Very sparse matrix but still out-of-memory?

On Julia 0.6.3, a very sparse matrix with 1000 rows and 100000 columns with only 10 entries is multiplied by a vector column-wise:

sparse(rand(1:1000, 10), rand(1:100000, 10), rand(10), 1000, 100000) .* rand(1000, 1)

This throws:

OutOfMemoryError()
Stacktrace:
[1] _allocres at .\sparse\higherorderfns.jl:168 [inlined]
[2] _diffshape_broadcast(::Base.#, ::SparseMatrixCSC{Float64,Int64}, ::SparseMatrixCSC{Float64,Int64}) at .\sparse\higherorderfns.jl:132
[3] broadcast(::Base.#
, ::SparseMatrixCSC{Float64,Int64}, ::SparseMatrixCSC{Float64,Int64}) at .\sparse\higherorderfns.jl:121

I am surprised by this, since the resulting sparse matrix will also have only 10 non-zeros. Am I missing something?

Did you check with a smaller example that the result is indeed a SparseMatrixCSC and not a Matrix?

Yes:

@time sparse(rand(1:100, 10), rand(1:10000, 10), rand(10), 100, 10000) .* rand(100, 1)

0.004960 seconds (117 allocations: 15.500 MiB, 61.64% gc time)

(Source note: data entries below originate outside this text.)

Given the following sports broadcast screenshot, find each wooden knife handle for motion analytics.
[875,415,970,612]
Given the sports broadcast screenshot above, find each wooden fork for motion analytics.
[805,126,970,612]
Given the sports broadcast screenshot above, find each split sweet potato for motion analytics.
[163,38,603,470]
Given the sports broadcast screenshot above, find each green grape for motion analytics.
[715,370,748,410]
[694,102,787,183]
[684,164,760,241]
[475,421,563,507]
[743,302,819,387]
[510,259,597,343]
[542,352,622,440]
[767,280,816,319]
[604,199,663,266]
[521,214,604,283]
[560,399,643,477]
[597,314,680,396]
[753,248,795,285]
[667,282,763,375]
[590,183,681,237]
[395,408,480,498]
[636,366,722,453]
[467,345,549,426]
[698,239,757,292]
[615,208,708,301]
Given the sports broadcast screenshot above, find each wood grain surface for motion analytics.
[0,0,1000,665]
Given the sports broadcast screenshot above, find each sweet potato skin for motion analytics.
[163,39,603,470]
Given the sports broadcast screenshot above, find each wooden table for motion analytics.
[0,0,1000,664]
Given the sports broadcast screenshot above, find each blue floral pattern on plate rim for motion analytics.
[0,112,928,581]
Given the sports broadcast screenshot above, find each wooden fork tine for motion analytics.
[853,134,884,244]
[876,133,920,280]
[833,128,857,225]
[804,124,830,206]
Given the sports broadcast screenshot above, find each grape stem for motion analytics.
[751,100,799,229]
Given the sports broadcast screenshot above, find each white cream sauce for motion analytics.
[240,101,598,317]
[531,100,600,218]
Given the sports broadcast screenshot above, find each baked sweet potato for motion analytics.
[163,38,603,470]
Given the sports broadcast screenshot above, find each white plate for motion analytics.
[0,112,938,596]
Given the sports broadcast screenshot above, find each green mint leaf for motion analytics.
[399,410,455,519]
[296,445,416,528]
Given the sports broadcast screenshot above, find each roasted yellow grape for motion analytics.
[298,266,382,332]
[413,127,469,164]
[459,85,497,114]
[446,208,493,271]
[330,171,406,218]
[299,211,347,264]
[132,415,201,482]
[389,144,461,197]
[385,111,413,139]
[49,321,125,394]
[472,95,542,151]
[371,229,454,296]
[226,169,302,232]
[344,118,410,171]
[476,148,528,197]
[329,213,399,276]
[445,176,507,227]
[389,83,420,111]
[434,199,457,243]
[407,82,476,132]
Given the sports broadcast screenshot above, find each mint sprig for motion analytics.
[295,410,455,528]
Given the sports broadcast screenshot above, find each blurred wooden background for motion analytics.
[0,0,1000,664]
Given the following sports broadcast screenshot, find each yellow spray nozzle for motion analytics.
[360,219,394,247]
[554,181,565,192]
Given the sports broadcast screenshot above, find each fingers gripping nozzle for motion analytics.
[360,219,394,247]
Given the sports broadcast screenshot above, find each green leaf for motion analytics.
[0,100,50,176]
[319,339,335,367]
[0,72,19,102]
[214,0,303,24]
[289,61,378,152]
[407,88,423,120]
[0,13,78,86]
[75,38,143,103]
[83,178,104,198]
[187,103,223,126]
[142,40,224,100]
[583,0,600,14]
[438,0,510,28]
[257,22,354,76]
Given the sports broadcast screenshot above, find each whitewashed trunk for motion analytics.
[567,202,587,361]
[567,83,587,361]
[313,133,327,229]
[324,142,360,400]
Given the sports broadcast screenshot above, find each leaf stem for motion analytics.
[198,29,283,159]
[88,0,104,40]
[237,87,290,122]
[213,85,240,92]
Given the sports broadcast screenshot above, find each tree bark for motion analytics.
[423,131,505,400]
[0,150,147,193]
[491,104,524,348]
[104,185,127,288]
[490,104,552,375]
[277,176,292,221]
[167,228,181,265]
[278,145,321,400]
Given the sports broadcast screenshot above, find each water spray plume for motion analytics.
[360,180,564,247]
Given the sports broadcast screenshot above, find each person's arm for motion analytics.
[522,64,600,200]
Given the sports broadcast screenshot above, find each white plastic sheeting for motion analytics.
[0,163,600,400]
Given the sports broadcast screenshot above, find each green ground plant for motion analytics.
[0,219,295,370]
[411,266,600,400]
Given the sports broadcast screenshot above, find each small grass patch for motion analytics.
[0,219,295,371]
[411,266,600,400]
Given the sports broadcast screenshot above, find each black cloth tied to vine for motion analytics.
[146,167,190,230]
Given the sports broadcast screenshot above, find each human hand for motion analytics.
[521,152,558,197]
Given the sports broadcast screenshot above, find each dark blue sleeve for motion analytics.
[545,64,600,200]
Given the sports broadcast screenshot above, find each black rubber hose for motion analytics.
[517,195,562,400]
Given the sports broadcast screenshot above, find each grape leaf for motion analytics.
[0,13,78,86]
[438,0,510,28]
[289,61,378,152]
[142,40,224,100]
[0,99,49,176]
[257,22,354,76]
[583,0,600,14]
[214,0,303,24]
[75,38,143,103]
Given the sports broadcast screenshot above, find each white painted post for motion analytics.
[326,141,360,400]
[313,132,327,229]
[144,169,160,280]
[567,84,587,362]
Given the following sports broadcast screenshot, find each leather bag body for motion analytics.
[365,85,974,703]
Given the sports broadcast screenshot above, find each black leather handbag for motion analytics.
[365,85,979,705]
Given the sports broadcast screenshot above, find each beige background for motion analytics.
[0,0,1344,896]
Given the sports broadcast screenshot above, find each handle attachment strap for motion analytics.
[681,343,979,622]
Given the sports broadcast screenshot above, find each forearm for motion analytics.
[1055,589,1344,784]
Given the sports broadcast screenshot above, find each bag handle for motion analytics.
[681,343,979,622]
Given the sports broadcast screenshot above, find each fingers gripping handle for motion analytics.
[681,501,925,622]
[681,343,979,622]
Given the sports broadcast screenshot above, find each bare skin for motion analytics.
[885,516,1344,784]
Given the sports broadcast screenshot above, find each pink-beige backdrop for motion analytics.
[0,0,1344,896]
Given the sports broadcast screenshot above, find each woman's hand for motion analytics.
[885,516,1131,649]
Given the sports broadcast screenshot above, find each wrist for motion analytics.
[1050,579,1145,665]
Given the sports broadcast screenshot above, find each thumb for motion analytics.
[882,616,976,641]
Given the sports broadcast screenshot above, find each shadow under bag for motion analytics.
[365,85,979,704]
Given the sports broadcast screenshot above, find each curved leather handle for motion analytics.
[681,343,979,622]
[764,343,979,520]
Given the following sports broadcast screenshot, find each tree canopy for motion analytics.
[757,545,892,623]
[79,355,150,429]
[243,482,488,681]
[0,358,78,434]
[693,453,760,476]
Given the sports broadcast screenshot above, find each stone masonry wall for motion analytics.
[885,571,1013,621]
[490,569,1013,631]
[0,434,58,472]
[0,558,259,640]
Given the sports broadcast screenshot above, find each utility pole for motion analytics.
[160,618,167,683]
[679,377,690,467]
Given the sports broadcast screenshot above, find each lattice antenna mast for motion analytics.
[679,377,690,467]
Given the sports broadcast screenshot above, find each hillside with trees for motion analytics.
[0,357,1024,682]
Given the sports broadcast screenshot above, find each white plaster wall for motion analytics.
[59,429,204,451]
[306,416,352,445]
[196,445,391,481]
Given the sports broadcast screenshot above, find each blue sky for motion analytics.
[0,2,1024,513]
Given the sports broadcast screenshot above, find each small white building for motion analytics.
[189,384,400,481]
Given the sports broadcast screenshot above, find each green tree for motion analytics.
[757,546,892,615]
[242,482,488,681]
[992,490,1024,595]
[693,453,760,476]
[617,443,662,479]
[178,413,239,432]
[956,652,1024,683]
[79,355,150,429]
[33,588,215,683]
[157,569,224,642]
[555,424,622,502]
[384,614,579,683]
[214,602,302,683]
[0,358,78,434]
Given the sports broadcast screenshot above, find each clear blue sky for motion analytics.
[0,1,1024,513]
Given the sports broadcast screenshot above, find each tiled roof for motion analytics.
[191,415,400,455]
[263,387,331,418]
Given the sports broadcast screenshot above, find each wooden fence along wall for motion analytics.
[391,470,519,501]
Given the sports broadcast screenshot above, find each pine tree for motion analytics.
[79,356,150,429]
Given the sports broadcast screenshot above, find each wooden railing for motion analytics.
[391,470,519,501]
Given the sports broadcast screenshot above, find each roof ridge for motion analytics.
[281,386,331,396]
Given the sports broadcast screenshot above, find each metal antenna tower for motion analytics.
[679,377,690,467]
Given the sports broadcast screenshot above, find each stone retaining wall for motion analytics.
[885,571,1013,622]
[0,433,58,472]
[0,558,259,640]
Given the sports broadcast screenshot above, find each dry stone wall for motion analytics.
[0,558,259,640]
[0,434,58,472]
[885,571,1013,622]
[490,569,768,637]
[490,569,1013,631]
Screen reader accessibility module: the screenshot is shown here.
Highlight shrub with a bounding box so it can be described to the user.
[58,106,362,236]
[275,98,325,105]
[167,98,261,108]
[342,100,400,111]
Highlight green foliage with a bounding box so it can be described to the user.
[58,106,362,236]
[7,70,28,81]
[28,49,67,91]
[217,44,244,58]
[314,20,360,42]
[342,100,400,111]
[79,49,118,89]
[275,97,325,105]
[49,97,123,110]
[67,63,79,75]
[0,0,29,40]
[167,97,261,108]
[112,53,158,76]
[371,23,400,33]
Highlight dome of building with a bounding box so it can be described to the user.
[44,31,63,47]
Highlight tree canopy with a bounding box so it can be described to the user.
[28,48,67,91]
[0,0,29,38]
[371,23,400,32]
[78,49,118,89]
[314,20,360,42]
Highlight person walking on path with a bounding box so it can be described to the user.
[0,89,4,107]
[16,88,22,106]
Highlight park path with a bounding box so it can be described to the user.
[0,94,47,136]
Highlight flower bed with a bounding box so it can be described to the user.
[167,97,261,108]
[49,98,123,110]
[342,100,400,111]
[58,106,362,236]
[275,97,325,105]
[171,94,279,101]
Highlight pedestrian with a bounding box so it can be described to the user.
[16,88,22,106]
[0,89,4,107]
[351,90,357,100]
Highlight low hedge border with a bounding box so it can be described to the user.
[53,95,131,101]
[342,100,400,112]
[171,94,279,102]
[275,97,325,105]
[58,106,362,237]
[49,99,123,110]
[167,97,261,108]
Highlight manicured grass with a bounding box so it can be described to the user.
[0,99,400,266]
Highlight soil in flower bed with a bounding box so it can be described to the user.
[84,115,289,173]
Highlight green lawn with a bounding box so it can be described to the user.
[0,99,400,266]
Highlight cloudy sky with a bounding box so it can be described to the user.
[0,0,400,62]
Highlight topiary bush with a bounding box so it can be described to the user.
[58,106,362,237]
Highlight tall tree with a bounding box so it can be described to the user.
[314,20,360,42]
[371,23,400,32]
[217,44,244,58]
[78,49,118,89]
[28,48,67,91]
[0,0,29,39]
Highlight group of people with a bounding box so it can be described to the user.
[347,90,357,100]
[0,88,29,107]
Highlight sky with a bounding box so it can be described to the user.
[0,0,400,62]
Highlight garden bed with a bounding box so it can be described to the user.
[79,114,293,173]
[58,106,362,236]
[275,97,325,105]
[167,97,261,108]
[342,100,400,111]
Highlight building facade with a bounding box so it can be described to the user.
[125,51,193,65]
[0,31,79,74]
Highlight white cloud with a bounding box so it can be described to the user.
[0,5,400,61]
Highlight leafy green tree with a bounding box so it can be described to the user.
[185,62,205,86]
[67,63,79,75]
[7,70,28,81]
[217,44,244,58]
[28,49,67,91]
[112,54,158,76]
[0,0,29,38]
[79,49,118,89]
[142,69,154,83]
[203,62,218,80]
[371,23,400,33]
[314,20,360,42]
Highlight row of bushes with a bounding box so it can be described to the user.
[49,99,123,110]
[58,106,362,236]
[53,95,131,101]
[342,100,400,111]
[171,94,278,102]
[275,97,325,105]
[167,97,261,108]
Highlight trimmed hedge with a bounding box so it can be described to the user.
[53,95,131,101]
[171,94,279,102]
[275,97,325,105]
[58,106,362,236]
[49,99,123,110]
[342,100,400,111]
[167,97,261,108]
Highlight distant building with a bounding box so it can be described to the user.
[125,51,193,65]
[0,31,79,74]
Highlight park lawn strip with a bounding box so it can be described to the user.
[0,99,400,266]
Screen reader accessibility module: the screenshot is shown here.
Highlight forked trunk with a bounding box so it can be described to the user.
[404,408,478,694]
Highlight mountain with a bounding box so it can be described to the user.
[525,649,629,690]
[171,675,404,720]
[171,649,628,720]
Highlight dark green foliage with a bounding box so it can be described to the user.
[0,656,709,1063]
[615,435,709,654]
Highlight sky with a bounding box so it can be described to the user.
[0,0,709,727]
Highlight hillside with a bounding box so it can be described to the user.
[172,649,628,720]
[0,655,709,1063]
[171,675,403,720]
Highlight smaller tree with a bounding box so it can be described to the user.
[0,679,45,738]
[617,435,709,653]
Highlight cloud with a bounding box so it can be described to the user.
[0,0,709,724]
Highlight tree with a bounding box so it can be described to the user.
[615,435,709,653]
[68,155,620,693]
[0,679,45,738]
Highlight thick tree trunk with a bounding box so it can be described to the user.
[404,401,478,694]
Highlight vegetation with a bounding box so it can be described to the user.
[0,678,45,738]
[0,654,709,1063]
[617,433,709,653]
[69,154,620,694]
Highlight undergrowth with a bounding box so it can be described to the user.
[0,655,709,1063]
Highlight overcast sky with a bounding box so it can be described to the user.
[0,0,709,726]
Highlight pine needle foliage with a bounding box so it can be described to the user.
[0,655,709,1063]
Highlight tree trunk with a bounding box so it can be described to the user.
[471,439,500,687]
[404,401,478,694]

100×10000 SparseMatrixCSC{Float64,Int64} with 10 stored entries:
[29 , 870] = 0.0375947
[98 , 962] = 0.0684546
[21 , 2043] = 0.00327209
[57 , 2677] = 0.280373
[39 , 5550] = 0.12388
[22 , 5820] = 0.132531
[6 , 6948] = 0.0959543
[94 , 7515] = 0.486234
[23 , 7848] = 0.0197313
[64 , 8926] = 0.148429

I can’t reproduce the error:

julia> z = sparse(rand(1:1000, 10), rand(1:100000, 10), rand(10), 1000, 100000) .* rand(1000, 1)
1000×100000 SparseMatrixCSC{Float64,Int64} with 10 stored entries:
  [981   ,  19202]  =  0.0309323
  [188   ,  23036]  =  0.619155
  [13    ,  49876]  =  0.0645187
  [675   ,  53900]  =  0.127399
  [672   ,  58168]  =  0.760207
  [865   ,  59250]  =  0.313583
  [437   ,  60015]  =  0.0336611
  [454   ,  62628]  =  0.259509
  [650   ,  63567]  =  0.118465
  [91    ,  75675]  =  0.0690428

julia> whos()
                          Base               Module
                          Core               Module
                          Main               Module
                           ans    781 KB     1000×100000 SparseMatrixCSC{Float…
                             z    781 KB     1000×100000 SparseMatrixCSC{Float…
julia> versioninfo()
Julia Version 0.6.3
Commit d55cadc350 (2018-05-28 20:20 UTC)
Platform Info:
  OS: macOS (x86_64-apple-darwin17.5.0)
  CPU: Intel(R) Core(TM) i7-5557U CPU @ 3.10GHz
  WORD_SIZE: 64
  BLAS: libopenblas (USE64BITINT DYNAMIC_ARCH NO_AFFINITY Haswell)
  LAPACK: libopenblas64_
  LIBM: libopenlibm
  LLVM: libLLVM-3.9.1 (ORCJIT, broadwell)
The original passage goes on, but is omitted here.